A posição que tem estado a ser
defendida de que a greve da TAP constitui um caso de força maior,
isentando a companhia aérea de qualquer responsabilidade, não me parece aceitável.
Em primeiro lugar, os passageiros
têm direitos que devem ser assegurados, designadamente o reembolso do preço
total da compra do bilhete, no prazo de sete dias, devendo ser pago em numerário,
transferência bancária electrónica, de ordens de pagamento bancário ou de
cheques bancários (art.º 8º/1 do Regulamento (CE) nº 261/2004 do Parlamento
Europeu e do Conselho de 11 de Fevereiro de 2004).
O reembolso só pode realizar-se
através de vales de viagem e/ou outro serviços com o acordo escrito do
passageiro, sendo ilegal o crédito forçado para outra viagem agora
imposto pela companhia aérea, contrastando, aliás, com a sua tradição de
reembolsos em greves anteriores.
Se tivesse sido observado este
aspecto, uma boa parte dos problemas surgidos por viagens marcadas antes do pré-aviso
de greve poderiam já estar resolvidos. As agências de viagens em diálogo com os
seus clientes, teriam transferido os voos para outras companhias aéreas.
Em segundo lugar, também não
parece aceitável que os viajantes afectados no voo de regresso pela eventual greve não tenham
direitos. Desde logo, o art.º 9º assegura-lhes, a expensas da companhia aérea,
o alojamento em hotel caso se torne necessária a sua estadia forçada por
uma ou mais noites.
No Regulamento 261/2004, tal como
na Convenção de Montreal, as greves que afectam o funcionamento das companhias
aéreas podem constituir circunstâncias extraordinárias. No entanto, como
decidiu o Tribunal de Justiça da União Europeia “o legislador comunitário não considerou que esses eventos,
cuja lista, aliás, é apenas exemplificativa, constituem em si mesmos circunstâncias
extraordinárias, mas apenas que são susceptíveis de produzir semelhantes
circunstâncias. Daí resulta que todas as circunstâncias que rodeiam esses
eventos não são necessariamente causas de isenção da obrigação de indemnizar
prevista no artigo 5.°, n.° 1, alínea c), desse regulamento.” (Processo Friederike
Wallentin‐Hermann
contra Alitalia).
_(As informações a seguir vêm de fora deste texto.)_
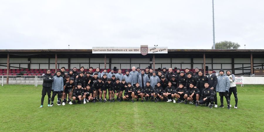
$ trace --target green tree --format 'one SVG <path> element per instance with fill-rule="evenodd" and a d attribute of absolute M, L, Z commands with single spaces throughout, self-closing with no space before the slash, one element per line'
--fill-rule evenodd
<path fill-rule="evenodd" d="M 212 49 L 213 48 L 212 46 Z M 224 40 L 215 43 L 215 49 L 238 49 L 240 45 L 237 43 Z"/>

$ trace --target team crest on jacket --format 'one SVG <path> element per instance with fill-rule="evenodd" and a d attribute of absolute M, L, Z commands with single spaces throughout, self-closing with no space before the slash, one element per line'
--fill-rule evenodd
<path fill-rule="evenodd" d="M 147 45 L 140 45 L 140 53 L 143 55 L 145 55 L 148 54 L 148 46 Z"/>

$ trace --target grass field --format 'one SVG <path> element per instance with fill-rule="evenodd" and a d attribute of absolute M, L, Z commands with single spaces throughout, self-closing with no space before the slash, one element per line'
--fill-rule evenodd
<path fill-rule="evenodd" d="M 5 85 L 0 87 L 0 131 L 263 131 L 264 86 L 245 86 L 237 87 L 238 109 L 231 96 L 228 110 L 150 101 L 48 107 L 47 96 L 40 109 L 41 86 Z"/>

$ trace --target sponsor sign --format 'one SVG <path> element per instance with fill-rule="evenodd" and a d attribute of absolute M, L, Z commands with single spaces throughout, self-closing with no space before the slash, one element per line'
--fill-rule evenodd
<path fill-rule="evenodd" d="M 244 77 L 235 77 L 236 84 L 243 84 Z"/>
<path fill-rule="evenodd" d="M 147 47 L 141 45 L 140 47 L 94 47 L 92 50 L 93 54 L 167 54 L 167 47 Z"/>

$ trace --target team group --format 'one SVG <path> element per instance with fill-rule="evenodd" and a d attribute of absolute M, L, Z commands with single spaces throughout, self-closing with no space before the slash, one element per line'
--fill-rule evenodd
<path fill-rule="evenodd" d="M 116 74 L 114 73 L 113 69 L 109 73 L 107 73 L 106 69 L 100 73 L 99 68 L 97 68 L 93 72 L 92 67 L 86 72 L 84 72 L 83 67 L 80 67 L 79 72 L 77 72 L 77 69 L 76 67 L 74 67 L 68 74 L 65 74 L 65 68 L 62 67 L 54 76 L 50 73 L 50 69 L 47 70 L 43 77 L 40 108 L 43 107 L 46 94 L 48 98 L 48 106 L 50 107 L 53 105 L 56 95 L 57 104 L 60 106 L 65 105 L 67 103 L 75 104 L 76 100 L 78 104 L 83 101 L 84 104 L 87 102 L 105 102 L 107 101 L 106 94 L 108 94 L 108 101 L 110 102 L 115 101 L 115 95 L 119 102 L 131 100 L 134 102 L 134 99 L 138 101 L 139 98 L 142 102 L 144 99 L 145 101 L 150 99 L 155 103 L 162 101 L 173 101 L 174 103 L 184 102 L 186 104 L 189 101 L 189 104 L 196 106 L 199 104 L 204 104 L 212 108 L 214 106 L 218 107 L 218 92 L 221 102 L 219 108 L 224 107 L 224 96 L 227 109 L 230 109 L 230 98 L 233 93 L 236 102 L 234 108 L 237 108 L 235 76 L 229 70 L 226 71 L 225 75 L 224 70 L 220 70 L 220 75 L 217 77 L 212 73 L 213 70 L 209 69 L 207 77 L 197 68 L 194 74 L 189 72 L 188 68 L 185 69 L 185 71 L 181 71 L 180 69 L 177 69 L 177 72 L 174 73 L 172 68 L 169 68 L 167 71 L 166 67 L 163 67 L 162 71 L 159 71 L 157 73 L 152 68 L 147 67 L 145 70 L 141 70 L 139 67 L 136 69 L 133 66 L 132 71 L 126 71 L 125 75 L 122 73 L 121 69 L 118 69 Z M 62 101 L 62 99 L 63 99 Z"/>

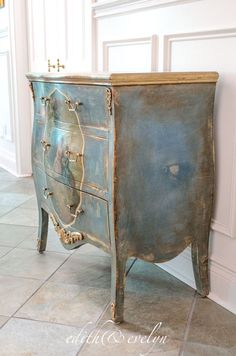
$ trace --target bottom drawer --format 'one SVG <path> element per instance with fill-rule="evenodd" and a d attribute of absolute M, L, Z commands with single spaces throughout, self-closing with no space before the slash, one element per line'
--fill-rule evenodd
<path fill-rule="evenodd" d="M 68 230 L 78 231 L 96 243 L 110 246 L 108 203 L 46 175 L 46 197 L 56 218 Z"/>

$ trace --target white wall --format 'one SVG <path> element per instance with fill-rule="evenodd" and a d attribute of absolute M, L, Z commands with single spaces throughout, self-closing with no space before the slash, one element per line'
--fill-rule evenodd
<path fill-rule="evenodd" d="M 236 1 L 27 0 L 27 16 L 32 71 L 220 73 L 209 297 L 236 312 Z M 190 249 L 161 266 L 194 286 Z"/>
<path fill-rule="evenodd" d="M 209 297 L 236 313 L 236 1 L 94 1 L 93 33 L 94 70 L 220 73 Z M 161 267 L 194 286 L 190 249 Z"/>
<path fill-rule="evenodd" d="M 0 9 L 0 166 L 17 176 L 31 174 L 30 92 L 25 1 Z"/>

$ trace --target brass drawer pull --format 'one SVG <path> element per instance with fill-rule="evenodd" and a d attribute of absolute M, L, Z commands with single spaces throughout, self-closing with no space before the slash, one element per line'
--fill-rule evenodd
<path fill-rule="evenodd" d="M 51 72 L 51 68 L 56 68 L 55 64 L 51 64 L 50 59 L 48 59 L 48 71 Z"/>
<path fill-rule="evenodd" d="M 82 105 L 80 101 L 76 101 L 75 103 L 72 103 L 71 100 L 69 99 L 65 99 L 65 103 L 69 111 L 76 111 L 78 109 L 78 106 Z"/>
<path fill-rule="evenodd" d="M 71 208 L 73 208 L 73 204 L 72 205 L 70 205 L 70 204 L 67 204 L 66 205 L 66 207 L 70 210 L 70 215 L 73 217 L 73 218 L 77 218 L 77 216 L 79 216 L 80 214 L 83 214 L 84 213 L 84 210 L 82 209 L 82 208 L 80 208 L 80 209 L 76 209 L 75 210 L 75 214 L 72 214 L 71 213 Z"/>
<path fill-rule="evenodd" d="M 41 140 L 40 143 L 41 143 L 41 145 L 43 146 L 43 150 L 44 150 L 44 151 L 47 151 L 47 149 L 48 149 L 49 147 L 51 147 L 50 143 L 48 143 L 48 142 L 45 141 L 45 140 Z"/>
<path fill-rule="evenodd" d="M 48 98 L 47 96 L 41 96 L 40 100 L 42 105 L 46 105 L 47 103 L 49 103 L 50 98 Z"/>
<path fill-rule="evenodd" d="M 65 154 L 68 157 L 69 162 L 78 162 L 79 157 L 83 157 L 82 153 L 75 153 L 69 150 L 67 150 Z M 75 158 L 71 158 L 71 156 L 75 156 Z"/>
<path fill-rule="evenodd" d="M 48 188 L 44 188 L 44 190 L 43 190 L 43 196 L 44 196 L 44 198 L 45 199 L 48 199 L 50 196 L 52 196 L 53 195 L 53 192 L 50 192 L 49 190 L 48 190 Z"/>
<path fill-rule="evenodd" d="M 60 68 L 65 69 L 65 64 L 60 64 L 60 59 L 57 59 L 57 71 L 60 72 Z"/>

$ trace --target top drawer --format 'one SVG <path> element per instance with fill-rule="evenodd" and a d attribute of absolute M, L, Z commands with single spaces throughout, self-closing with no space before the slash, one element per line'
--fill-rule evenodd
<path fill-rule="evenodd" d="M 91 85 L 34 82 L 35 113 L 84 126 L 109 126 L 110 89 Z"/>

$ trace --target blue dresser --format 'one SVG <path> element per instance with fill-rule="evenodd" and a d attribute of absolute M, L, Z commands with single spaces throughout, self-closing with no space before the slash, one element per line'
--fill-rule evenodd
<path fill-rule="evenodd" d="M 165 262 L 191 245 L 206 296 L 218 74 L 27 77 L 39 252 L 50 217 L 66 249 L 90 243 L 111 254 L 115 322 L 123 320 L 130 257 Z"/>

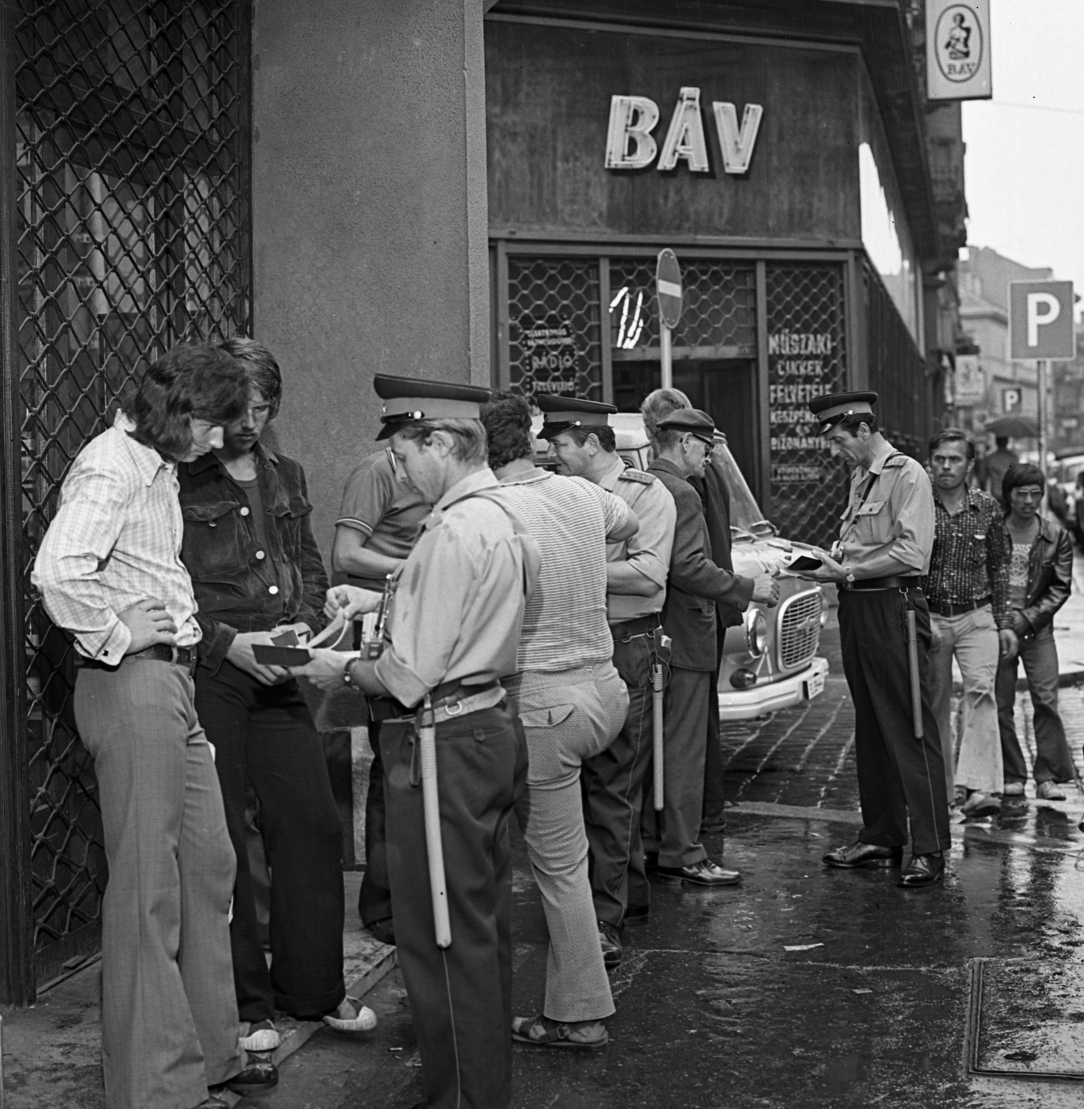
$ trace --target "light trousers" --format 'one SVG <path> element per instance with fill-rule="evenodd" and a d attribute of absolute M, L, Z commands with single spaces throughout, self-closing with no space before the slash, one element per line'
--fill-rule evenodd
<path fill-rule="evenodd" d="M 545 1016 L 598 1020 L 614 1013 L 587 874 L 580 764 L 621 730 L 628 692 L 612 662 L 507 683 L 527 736 L 527 792 L 516 816 L 541 894 L 549 954 Z"/>
<path fill-rule="evenodd" d="M 997 680 L 1000 641 L 989 604 L 954 617 L 930 613 L 933 642 L 926 654 L 930 700 L 938 719 L 944 752 L 945 785 L 951 797 L 954 785 L 981 793 L 1001 793 L 1004 771 L 997 731 Z M 952 659 L 963 678 L 963 728 L 960 761 L 953 757 Z M 954 769 L 954 770 L 953 770 Z"/>
<path fill-rule="evenodd" d="M 83 668 L 75 722 L 94 759 L 108 1109 L 194 1109 L 241 1069 L 230 958 L 235 858 L 185 667 Z"/>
Uma coisa será uma greve de controladores aéreos outra
totalmente diferente a afectação dos passageiros provir dos funcionários da
companhia aérea, como sucede nesta situação extrema e muito delicada em que
pilotos que se pretendem apropriar duma parte do capital da transportadora
aquando da sua privatização (pode inclusivamente motivar uma acção desta última
contra o sindicato em ordem ao ressarcimento dos prejuízos decorrente do abuso
do direito de greve).
Neste momento complicado para
muitos clientes das agências de viagens, o que importa referir é que não se
pode distorcer tão grosseiramente o quadro legal de protecção dos consumidores.
Nuns casos há que cumprir as regras do reembolso permitindo a opção por outras
transportadoras aéreas de molde a concretizar-se a projectada viagem, noutros a
TAP tem que assegurar o pagamento dos hotéis aos clientes apanhados no destino pela concretização da
greve. Existem outros direitos mas estes são básicos e não podem ser
postergados!
Estando em revisão na União
Europeia o Regulamento nº 261/2004
bem como a Directiva 90/314/CEE relativa aos pacotes turísticos, no sentido de
maximizar a protecção do consumidor é, no mínimo estranho, que entre nós se
veiculem, ao mais alto nível, posições de desresponsalização dos prestadores de
serviços, sem qualquer suporte legal desde, pelo menos, a década de noventa.